Tokenization and element constructors

michaelhkay commented 3 months ago

The new rules in Appendix A.3 on tokenization are, I believe, a great improvement on what went before. But I think there is one thing missing: they claim that the rules allow you to identify boundaries between tokens unambiguously independently of the syntactic context, but in the case of a token starting with <, this isn't true: to distinguish whether < represents a less-than-operator (or <= operator) or whether it is the start of an element constructor, you need some context information.

Saxon's tokenization is still based on the principles outlined in the XPath 1.0 spec where tokens are disambiguated based on the immediately preceding and following tokens; this is becoming increasingly unviable. Most cases can be handled instead by moving the disambiguation into the parser rather than the tokenizer, but this relies on being able to find token boundaries without knowledge of context (as described in the 4.0 spec), which appears to be possible in all cases except <.
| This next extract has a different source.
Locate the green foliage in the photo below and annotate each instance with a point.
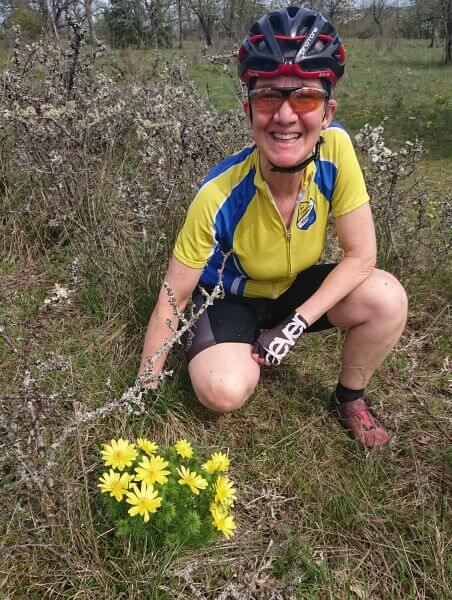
(182, 519)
Essentially we need to add an exception to the rule: "If the current position is not the end of the input, then return the longest [literal terminal]( or [variable terminal] that can be matched starting at the current position..."

I think the exception might be formulated as follows:

In XQuery, when the next character is < and this is immediately followed by an NCNameStart character (for example X) the next token could be either a less than operator, or a DirElemConstructor. The "longest terminal" rule cannot reliably distinguish these cases. Instead, the decision must take into account the syntactic context. A DirElemConstructor can only appear where the parser is expecting to read an expression, while the less-than operator can never appear where the parser is expecting an expression. This aspect of the syntactic context therefore needs to be communicated from the parser to the tokenizer.

Alternatively, the two cases might be distinguished by backtracking. The tokenizer could attempt to interpret the text following the < character as a DirElemConstructor, and revert to the alternative interpretation if this fails.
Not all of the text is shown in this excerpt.